Wednesday, January 9

I can't scuba dive

We have this running joke at work about scuba diving. Kim told me one day that you shouldn't scuba dive when you're dehydrated. Best way to tell if you are dehydrated is by the color of your urine.

In a perfect and healthy person, urine is darn near clear. Basically, if all you drink is water, you will have clear pee, and TaaDaa, you are cleared for scuba. So every time someone goes to the bathroom, the first question they get when they get back is "So? Are you scuba-worthy?" or something to that effect.

I drink too much Diet Pepsi. I don't drink enough water. My kidneys bother me when I do that... and now I find out that I can't scuba dive either...

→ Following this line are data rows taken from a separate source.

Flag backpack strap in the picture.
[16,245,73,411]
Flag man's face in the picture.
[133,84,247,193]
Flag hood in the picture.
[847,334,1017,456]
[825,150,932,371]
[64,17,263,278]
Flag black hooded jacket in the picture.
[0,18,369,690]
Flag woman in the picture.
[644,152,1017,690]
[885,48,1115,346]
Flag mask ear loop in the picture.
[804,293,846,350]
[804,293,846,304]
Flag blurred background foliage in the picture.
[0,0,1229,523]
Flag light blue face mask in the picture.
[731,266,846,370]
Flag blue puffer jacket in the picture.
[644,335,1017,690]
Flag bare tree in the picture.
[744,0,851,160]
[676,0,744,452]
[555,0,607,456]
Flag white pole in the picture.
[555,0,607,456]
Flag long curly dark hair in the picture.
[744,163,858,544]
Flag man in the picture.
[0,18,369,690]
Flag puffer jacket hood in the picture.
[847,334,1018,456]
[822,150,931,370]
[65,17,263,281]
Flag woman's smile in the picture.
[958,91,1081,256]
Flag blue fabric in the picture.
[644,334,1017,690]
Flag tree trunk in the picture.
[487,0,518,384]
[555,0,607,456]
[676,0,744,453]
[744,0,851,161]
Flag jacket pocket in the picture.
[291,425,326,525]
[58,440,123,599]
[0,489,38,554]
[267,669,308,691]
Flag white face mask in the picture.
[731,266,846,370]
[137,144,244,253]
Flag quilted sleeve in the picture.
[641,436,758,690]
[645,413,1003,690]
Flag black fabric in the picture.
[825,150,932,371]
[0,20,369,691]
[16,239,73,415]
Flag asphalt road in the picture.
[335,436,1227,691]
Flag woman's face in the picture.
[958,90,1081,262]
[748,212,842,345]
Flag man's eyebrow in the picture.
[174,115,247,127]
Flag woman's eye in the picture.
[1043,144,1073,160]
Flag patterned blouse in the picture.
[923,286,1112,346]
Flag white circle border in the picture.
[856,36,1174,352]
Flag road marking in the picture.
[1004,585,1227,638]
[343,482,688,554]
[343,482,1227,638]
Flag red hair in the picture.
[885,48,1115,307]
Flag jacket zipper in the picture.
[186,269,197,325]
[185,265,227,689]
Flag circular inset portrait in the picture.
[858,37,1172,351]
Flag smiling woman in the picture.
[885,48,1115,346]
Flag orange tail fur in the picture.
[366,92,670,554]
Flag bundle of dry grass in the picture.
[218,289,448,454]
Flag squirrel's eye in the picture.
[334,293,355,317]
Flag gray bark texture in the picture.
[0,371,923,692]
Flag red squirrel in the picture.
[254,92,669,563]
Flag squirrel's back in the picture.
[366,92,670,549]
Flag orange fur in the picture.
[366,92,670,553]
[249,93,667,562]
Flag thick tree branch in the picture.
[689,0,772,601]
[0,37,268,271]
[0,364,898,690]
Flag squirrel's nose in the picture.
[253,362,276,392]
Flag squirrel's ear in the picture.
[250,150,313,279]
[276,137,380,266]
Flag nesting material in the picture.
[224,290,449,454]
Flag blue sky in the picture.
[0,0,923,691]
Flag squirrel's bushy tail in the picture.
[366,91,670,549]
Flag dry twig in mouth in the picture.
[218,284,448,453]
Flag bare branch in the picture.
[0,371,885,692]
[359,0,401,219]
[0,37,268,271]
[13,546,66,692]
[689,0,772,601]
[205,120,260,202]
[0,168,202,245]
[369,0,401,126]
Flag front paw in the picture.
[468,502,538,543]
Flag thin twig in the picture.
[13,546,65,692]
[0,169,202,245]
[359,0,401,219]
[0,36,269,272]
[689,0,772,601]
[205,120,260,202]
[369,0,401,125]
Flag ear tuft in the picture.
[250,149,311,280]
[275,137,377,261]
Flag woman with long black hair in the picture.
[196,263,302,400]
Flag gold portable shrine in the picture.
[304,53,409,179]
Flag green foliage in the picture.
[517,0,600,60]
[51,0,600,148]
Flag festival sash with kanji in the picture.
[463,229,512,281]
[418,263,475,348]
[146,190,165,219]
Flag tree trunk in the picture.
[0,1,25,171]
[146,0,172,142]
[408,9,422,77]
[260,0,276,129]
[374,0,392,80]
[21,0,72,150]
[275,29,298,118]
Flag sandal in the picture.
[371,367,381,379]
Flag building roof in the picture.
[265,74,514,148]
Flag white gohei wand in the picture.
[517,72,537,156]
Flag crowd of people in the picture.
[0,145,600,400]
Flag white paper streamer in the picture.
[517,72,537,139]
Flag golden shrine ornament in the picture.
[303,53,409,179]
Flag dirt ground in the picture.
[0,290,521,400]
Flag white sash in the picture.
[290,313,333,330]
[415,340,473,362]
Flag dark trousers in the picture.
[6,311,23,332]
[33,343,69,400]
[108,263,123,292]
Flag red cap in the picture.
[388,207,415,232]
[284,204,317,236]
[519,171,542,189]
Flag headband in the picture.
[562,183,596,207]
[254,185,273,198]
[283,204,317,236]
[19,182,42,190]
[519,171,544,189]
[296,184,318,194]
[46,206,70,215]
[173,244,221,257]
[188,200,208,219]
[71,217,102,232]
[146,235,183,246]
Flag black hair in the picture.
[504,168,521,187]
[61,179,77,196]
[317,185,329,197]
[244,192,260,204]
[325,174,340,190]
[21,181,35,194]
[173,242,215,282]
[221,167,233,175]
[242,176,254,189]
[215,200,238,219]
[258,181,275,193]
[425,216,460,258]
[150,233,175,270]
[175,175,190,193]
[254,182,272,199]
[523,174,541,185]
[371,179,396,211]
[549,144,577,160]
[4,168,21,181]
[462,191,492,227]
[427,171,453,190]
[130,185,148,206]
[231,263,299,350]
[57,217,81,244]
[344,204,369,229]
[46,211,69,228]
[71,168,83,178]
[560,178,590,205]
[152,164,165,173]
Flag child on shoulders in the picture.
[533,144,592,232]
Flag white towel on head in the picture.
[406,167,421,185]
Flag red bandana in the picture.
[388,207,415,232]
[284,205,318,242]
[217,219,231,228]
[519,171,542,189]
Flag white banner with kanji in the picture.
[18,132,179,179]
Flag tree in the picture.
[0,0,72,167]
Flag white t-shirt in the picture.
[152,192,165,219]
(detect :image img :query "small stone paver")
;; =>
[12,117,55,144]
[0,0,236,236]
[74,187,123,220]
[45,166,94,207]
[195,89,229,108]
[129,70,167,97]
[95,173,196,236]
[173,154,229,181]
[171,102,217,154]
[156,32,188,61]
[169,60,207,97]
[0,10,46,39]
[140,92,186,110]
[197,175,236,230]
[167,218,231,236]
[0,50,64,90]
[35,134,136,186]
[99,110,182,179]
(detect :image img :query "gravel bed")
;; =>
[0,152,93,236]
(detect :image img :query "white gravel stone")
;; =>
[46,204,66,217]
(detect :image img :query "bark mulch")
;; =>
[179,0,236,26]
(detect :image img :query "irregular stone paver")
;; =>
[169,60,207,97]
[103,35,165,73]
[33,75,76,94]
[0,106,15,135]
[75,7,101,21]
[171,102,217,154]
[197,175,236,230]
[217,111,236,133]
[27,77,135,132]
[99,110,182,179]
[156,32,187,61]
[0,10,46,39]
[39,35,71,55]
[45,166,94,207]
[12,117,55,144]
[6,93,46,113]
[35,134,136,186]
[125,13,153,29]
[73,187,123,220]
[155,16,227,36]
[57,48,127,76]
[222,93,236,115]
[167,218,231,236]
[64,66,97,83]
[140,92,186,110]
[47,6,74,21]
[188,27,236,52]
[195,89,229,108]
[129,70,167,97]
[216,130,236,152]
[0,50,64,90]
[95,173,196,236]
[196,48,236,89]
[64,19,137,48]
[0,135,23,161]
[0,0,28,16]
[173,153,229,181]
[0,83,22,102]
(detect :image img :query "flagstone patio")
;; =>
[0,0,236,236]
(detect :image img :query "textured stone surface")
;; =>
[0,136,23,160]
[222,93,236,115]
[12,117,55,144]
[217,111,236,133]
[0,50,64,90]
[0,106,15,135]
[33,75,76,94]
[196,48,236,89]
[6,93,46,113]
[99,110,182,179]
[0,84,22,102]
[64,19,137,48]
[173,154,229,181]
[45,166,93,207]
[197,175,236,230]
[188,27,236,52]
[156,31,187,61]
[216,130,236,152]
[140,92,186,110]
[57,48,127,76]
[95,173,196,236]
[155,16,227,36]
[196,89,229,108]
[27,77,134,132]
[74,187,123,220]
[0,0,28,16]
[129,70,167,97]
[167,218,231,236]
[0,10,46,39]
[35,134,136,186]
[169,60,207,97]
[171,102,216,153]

Wow, talk about a shitty day! LOL

Tomorrow is my last chance to clean the house before my sex-toy party, things are moving along nicely for that. Mom and I went to the liquor store tonight and picked up a few things. I have found that a few drinks helps loosen people up, especially people who don't know each other in a room full of vibrators and other sex paraphernalia... hehehe.
time for bed

3 comments:

Steven Tyler's PJs said...

I frigging love that stuff! Send me an e-mail with your lady's name and all your info so I can order online but you'll get credit for it! I've been dying to order the heart-shaped heatie thingie and some "doorbell" goop and.........oops. Probably TMI. But e-mail me!

Anonymous said...

I hope you got me some tequila---you know what??? it makes SOME of my clothes cum off!! ha ha You gotta test the car before you drive!! The few sex toy parties I've been to we would go in the bathroom and "test" some of the toys and creams and come out and tell what it was like. Hilarious stuff!!

Melissa said...

Those parties are so much fun! There are always a few items that make me scratch my head and think, Really? But to each their own!